Comparer 2024, 2025 et anticiper 2026 sans se tromper
La grille 2025 s’inscrit dans une série de revalorisations destinées à maintenir les minima conventionnels au-dessus des seuils légaux et à préserver la hiérarchie des classifications. Les évolutions évoquées tournent autour de +2 % à +2,1 % selon les dates et les modalités d’extension. Ce type de hausse ne signifie pas automatiquement que tous les salariés reçoivent exactement le même pourcentage : ceux qui sont déjà payés au-dessus du minimum peuvent ne constater qu’un ajustement partiel, voire aucun changement du taux de base si leur rémunération reste supérieure à la nouvelle grille.

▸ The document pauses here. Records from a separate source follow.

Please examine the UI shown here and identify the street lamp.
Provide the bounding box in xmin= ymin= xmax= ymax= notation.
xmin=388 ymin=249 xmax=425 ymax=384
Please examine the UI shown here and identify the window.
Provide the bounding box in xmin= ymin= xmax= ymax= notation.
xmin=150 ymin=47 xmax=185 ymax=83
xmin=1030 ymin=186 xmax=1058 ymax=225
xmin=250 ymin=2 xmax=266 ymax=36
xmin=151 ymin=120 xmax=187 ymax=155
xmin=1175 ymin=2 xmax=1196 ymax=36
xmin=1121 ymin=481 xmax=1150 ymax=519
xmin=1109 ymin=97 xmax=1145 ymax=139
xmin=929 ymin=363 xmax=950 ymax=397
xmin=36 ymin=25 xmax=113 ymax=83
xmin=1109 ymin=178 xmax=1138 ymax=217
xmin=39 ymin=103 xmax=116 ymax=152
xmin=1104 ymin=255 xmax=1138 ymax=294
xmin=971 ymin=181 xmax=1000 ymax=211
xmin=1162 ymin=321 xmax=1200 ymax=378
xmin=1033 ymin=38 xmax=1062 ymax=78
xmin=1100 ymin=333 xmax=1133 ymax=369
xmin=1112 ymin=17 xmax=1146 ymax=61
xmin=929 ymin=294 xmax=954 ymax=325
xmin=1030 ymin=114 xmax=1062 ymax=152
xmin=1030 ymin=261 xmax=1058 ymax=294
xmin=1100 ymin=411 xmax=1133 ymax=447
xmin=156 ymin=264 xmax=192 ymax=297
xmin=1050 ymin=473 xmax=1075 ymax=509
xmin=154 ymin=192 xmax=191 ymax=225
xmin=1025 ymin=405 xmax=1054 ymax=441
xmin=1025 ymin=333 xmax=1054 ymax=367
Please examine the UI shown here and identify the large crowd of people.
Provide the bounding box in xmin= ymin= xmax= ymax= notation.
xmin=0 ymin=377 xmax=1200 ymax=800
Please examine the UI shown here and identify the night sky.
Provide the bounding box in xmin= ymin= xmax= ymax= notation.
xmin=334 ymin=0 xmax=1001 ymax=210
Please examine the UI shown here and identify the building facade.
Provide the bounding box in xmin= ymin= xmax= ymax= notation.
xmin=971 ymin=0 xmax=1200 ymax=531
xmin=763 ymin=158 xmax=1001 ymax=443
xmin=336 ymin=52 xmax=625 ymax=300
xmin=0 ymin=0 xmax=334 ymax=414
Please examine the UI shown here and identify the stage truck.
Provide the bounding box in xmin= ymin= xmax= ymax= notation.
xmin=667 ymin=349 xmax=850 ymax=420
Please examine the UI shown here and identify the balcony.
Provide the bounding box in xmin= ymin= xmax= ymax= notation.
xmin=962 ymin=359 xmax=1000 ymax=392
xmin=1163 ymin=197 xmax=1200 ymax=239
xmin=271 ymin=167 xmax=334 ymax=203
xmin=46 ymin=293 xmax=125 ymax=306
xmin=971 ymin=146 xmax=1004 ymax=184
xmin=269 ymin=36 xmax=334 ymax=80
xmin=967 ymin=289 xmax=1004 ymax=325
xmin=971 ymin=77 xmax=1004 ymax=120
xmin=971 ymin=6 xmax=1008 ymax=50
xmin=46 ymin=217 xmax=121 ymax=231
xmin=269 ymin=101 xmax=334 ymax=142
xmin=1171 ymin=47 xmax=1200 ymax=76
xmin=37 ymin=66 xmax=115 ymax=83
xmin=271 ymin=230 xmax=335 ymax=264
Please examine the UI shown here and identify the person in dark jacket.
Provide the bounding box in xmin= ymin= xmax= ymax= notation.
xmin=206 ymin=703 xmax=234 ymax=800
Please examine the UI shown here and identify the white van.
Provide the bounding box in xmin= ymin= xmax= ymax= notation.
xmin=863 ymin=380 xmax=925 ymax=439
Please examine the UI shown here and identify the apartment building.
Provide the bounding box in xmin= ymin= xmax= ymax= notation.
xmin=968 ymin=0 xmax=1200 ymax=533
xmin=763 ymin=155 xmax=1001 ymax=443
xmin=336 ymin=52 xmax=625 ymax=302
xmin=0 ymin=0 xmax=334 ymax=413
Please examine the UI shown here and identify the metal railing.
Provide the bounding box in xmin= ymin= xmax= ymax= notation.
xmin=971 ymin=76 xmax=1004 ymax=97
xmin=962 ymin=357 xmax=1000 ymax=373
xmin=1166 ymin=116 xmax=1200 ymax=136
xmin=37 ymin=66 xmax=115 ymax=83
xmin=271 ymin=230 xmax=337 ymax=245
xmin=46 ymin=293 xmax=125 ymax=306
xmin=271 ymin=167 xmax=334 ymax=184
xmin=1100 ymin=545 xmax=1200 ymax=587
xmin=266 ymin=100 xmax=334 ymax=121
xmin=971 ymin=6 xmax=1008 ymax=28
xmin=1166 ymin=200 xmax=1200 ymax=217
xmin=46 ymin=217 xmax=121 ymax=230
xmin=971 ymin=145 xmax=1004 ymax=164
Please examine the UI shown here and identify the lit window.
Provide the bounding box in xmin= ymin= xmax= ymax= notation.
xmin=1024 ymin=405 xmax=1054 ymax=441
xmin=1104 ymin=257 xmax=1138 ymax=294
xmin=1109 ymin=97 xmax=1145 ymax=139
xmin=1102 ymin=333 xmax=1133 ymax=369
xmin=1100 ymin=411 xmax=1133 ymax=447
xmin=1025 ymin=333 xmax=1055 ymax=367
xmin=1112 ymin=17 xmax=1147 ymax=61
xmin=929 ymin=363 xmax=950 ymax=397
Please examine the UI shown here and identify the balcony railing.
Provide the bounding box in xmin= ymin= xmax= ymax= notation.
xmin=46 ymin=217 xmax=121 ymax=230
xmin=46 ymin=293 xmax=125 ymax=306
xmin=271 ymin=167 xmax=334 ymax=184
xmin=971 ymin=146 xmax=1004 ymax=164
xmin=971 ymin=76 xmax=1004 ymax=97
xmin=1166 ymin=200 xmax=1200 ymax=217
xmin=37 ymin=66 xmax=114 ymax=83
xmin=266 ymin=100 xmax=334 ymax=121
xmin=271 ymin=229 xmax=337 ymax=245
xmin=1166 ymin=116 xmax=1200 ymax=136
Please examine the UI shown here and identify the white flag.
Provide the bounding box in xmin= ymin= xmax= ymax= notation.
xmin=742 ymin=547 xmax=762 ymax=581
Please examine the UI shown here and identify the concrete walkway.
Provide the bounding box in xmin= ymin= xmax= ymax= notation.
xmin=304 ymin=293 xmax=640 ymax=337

| Période | Ce qu’il faut comparer | Impact possible |
|---|---|---|
| 2024 | Ancien taux conventionnel | Base de comparaison pour mesurer la revalorisation |
| 2025 | Nouveau taux horaire et primes applicables | Ajustement du minimum, des primes et majorations selon les cas |
| 2026 | Avenants annoncés ou négociés | Projection à confirmer après extension officielle |
Pour 2026, certaines informations de branche mentionnent un avenant n°27 et de nouvelles perspectives de revalorisation, notamment sur les minima et les majorations. Ces éléments doivent être considérés comme une anticipation tant que les textes applicables ne sont pas publiés, étendus et intégrés dans les pratiques de paie de l’entreprise.
La bonne méthode pour contrôler sa fiche de paie
Le contrôle le plus fiable se fait en plusieurs étapes. D’abord, identifiez votre convention collective et votre classification. Ensuite, comparez votre taux horaire brut au minimum correspondant. Puis recalculez le mensuel avec la formule taux horaire × 151,67 pour un temps plein, ou avec vos heures contractuelles pour un temps partiel. Enfin, vérifiez séparément les primes : ancienneté, prime annuelle, dimanche, jours fériés et éventuelles majorations prévues par accord.

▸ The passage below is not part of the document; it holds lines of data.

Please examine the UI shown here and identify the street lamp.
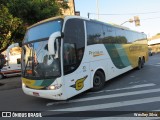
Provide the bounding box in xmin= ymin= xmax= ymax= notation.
xmin=97 ymin=0 xmax=99 ymax=20
xmin=121 ymin=19 xmax=134 ymax=25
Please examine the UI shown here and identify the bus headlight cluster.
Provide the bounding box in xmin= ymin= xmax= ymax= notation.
xmin=22 ymin=82 xmax=26 ymax=87
xmin=47 ymin=84 xmax=62 ymax=90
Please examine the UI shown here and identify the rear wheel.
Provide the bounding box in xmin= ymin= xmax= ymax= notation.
xmin=0 ymin=74 xmax=4 ymax=79
xmin=142 ymin=58 xmax=145 ymax=68
xmin=91 ymin=71 xmax=105 ymax=91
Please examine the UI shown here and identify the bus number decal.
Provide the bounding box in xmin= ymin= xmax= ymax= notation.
xmin=71 ymin=75 xmax=88 ymax=91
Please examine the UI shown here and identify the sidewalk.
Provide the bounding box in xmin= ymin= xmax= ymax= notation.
xmin=0 ymin=76 xmax=22 ymax=91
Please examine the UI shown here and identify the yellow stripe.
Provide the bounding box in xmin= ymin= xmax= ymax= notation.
xmin=21 ymin=78 xmax=44 ymax=89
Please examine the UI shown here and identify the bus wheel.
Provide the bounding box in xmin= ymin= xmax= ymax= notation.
xmin=141 ymin=58 xmax=145 ymax=68
xmin=91 ymin=71 xmax=105 ymax=91
xmin=0 ymin=74 xmax=4 ymax=79
xmin=137 ymin=59 xmax=142 ymax=70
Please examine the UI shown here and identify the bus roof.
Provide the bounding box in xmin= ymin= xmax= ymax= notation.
xmin=27 ymin=16 xmax=65 ymax=29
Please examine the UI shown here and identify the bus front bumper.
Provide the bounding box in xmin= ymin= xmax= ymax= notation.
xmin=22 ymin=84 xmax=67 ymax=100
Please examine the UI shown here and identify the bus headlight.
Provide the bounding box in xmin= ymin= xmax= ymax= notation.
xmin=47 ymin=84 xmax=62 ymax=90
xmin=22 ymin=82 xmax=26 ymax=87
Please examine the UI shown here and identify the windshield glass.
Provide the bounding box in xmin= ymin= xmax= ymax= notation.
xmin=24 ymin=19 xmax=62 ymax=43
xmin=22 ymin=20 xmax=62 ymax=79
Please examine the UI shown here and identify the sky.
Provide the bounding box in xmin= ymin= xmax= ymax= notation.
xmin=75 ymin=0 xmax=160 ymax=37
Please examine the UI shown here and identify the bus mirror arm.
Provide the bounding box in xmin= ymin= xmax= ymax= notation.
xmin=7 ymin=43 xmax=19 ymax=61
xmin=48 ymin=32 xmax=61 ymax=57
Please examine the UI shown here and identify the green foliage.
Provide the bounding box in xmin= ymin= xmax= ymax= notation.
xmin=0 ymin=5 xmax=22 ymax=52
xmin=0 ymin=0 xmax=69 ymax=52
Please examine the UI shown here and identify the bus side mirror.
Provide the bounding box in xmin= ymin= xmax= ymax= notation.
xmin=7 ymin=43 xmax=19 ymax=61
xmin=48 ymin=32 xmax=61 ymax=55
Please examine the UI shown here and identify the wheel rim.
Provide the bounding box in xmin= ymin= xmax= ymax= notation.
xmin=93 ymin=75 xmax=101 ymax=86
xmin=0 ymin=74 xmax=3 ymax=79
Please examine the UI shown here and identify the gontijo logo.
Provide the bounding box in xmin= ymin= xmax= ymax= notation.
xmin=71 ymin=75 xmax=88 ymax=90
xmin=89 ymin=51 xmax=104 ymax=57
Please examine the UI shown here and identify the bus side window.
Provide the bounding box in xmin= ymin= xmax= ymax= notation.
xmin=17 ymin=58 xmax=21 ymax=64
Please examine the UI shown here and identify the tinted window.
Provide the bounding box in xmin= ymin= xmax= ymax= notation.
xmin=63 ymin=19 xmax=85 ymax=74
xmin=86 ymin=21 xmax=103 ymax=45
xmin=24 ymin=20 xmax=62 ymax=42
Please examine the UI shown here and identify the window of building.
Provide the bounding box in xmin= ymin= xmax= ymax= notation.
xmin=63 ymin=19 xmax=85 ymax=74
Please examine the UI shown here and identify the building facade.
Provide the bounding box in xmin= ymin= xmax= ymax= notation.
xmin=58 ymin=0 xmax=75 ymax=15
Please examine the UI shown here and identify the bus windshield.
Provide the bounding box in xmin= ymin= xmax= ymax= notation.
xmin=22 ymin=20 xmax=62 ymax=79
xmin=24 ymin=19 xmax=62 ymax=43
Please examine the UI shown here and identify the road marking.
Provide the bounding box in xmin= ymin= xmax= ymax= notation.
xmin=49 ymin=97 xmax=160 ymax=112
xmin=84 ymin=116 xmax=154 ymax=120
xmin=88 ymin=83 xmax=156 ymax=94
xmin=46 ymin=85 xmax=156 ymax=106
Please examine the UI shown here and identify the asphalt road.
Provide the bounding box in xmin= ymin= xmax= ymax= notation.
xmin=0 ymin=54 xmax=160 ymax=117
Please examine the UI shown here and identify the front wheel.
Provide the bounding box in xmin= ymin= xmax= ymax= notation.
xmin=91 ymin=71 xmax=105 ymax=91
xmin=137 ymin=59 xmax=142 ymax=70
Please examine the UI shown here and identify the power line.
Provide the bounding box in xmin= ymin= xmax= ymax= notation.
xmin=141 ymin=17 xmax=160 ymax=20
xmin=89 ymin=11 xmax=160 ymax=15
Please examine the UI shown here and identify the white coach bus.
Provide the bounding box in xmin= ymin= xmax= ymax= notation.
xmin=22 ymin=16 xmax=148 ymax=100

- Relever la convention collective et l’IDCC sur le bulletin.
- Identifier la filière, le coefficient et l’échelon.
- Comparer le taux horaire brut à la grille 2025 applicable.
- Calculer le salaire mensuel de référence selon le temps de travail.
- Ajouter les primes et majorations réellement dues.
- Vérifier la date d’entrée en vigueur dans l’entreprise.
En cas d’écart, commencez par demander une explication écrite au service paie ou à l’employeur. Une différence peut venir d’un décalage d’application, d’une classification mal renseignée, d’un temps partiel proratisé ou d’une prime versée sur une autre ligne. Si l’écart persiste, appuyez-vous sur le texte officiel, le bulletin de salaire et les représentants du personnel pour obtenir une régularisation.